Currently, endobiliary RFA can only be performed under fluoroscopy by endoscopic or percutaneous approach. Direct observation during the procedure is essential to obtain more reliable effects and maintain safety. In this study, the balloon-RFA catheter could be inserted through the working channel of the cholangioscope, enabling the observation of the ablation of the bile duct wall and identification of the ablation area in real-time. Therefore, CS-guided RFA could be useful in judging whether the electrodes are in appropriate contact with the tissue and determining the adequacy of ablation during the procedure, thus, allowing the endoscopist to judge whether to discontinue the procedure or extend the ablation time. Furthermore, the need for additional ablation and location of the area to be ablated could be determined by the CS findings immediately after the procedure.

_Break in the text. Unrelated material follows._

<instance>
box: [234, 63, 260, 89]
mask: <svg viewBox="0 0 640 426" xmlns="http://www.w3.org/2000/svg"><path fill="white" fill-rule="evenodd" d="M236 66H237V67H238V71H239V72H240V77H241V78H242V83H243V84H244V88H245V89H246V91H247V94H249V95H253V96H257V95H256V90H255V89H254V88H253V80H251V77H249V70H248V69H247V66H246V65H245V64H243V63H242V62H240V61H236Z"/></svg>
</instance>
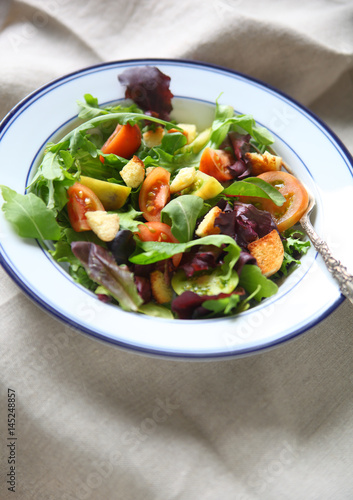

The results of this study should be considered in the context of its limitations, which include the in vivo design using a normal swine model and a small number of swine. Animal models of biliary strictures do not exist, limiting the assessment of the effect of balloon-RFA; there may be a difference in resistance between health and cancerous tissues. Additionally, although the histological investigation was performed 35 days after the procedure, longer-term outcomes are unknown. Moreover, the efficacy and safety in human tissue, wherein the setting may be different to achieve a similar ablative depth, are still uncertain. Therefore, it is necessary that its utility and safety be confirmed in further analyses to establish this innovative procedure.

Despite these limitations, this is the first study to report this novel CS-guided balloon-RFA procedure, which demonstrated technical feasibility with safety and significant potential for the treatment of biliary strictures. This preliminary study could pave the way for further evaluation of this procedure in human clinical trials.